Use filter_entries() for automatic resolution, or call
resolve_random_calls() directly for manual control.
Usage Examples¶
Basic Filtering¶
from causaliq_core.utils import evaluate_filter
metadata = {"network": "asia", "sample_size": 1000, "status": "completed"}
# Simple equality
evaluate_filter("network == 'asia'", metadata) # True
# Numeric comparison
evaluate_filter("sample_size >= 500", metadata) # True
# Boolean combination
evaluate_filter("network == 'asia' and sample_size > 500", metadata) # True
Validating Expressions¶
from causaliq_core.utils import validate_filter, FilterSyntaxError
# Valid expression
validate_filter("x > 5 and y == 'value'") # No exception
# Invalid syntax
try:
validate_filter("x ==") # Missing right operand
except FilterSyntaxError as e:
print(f"Invalid: {e}")
Extracting Variables¶
from causaliq_core.utils import get_filter_variables
# Get variables referenced in expression
vars = get_filter_variables("network == 'asia' and sample_size > 500")
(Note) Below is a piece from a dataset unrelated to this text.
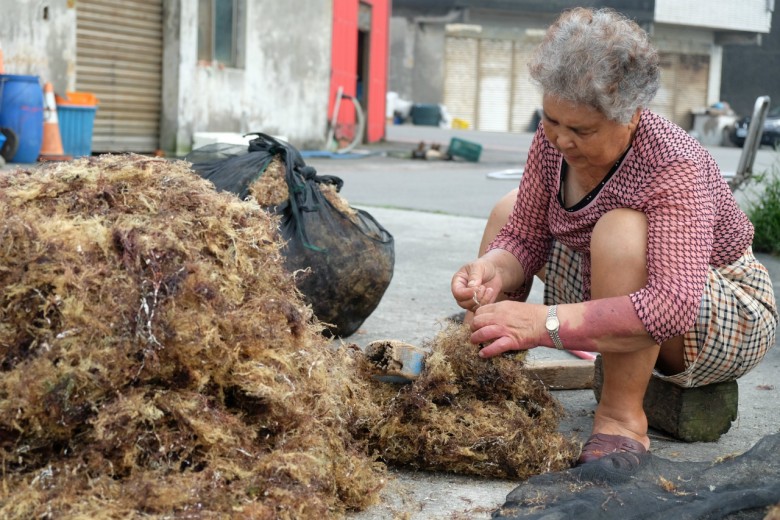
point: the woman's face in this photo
(585, 137)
print(vars) # {'network', 'sample_size'}
Filtering Collections¶
from causaliq_core.utils import filter_entries
entries = [
{"network": "asia", "sample_size": 100},
{"network": "asia", "sample_size": 1000},
{"network": "alarm", "sample_size": 500},
]
# Filter to asia entries with sample_size > 500
result = filter_entries(entries, "network == 'asia' and sample_size > 500")
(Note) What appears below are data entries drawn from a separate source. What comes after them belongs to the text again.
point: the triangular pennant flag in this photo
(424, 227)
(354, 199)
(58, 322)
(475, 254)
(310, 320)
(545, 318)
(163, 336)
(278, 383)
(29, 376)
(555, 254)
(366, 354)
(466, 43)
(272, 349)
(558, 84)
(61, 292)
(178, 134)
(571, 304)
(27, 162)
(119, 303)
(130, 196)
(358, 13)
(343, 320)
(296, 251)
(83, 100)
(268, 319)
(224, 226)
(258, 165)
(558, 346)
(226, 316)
# Returns: [{"network": "asia", "sample_size": 1000}]
Workflow Integration¶
Filter expressions are commonly used in workflow configurations:
actions:
merge_graphs:
input: discovery_results.db
filter: network == 'asia' and status == 'completed'
output: merged_graphs.db
The filter is applied to cache entry metadata before aggregation.
Random Sampling in Workflows¶
steps:
- name: "Evaluate Subset"
uses: "causaliq-analysis"
with:
action: "evaluate_graph"
input: "results/graphs.db"
filter: "seed in random(5, 42)"
output: "results/evaluation.db"
This selects 5 random seed values (deterministically with seed 42) from the input cache entries.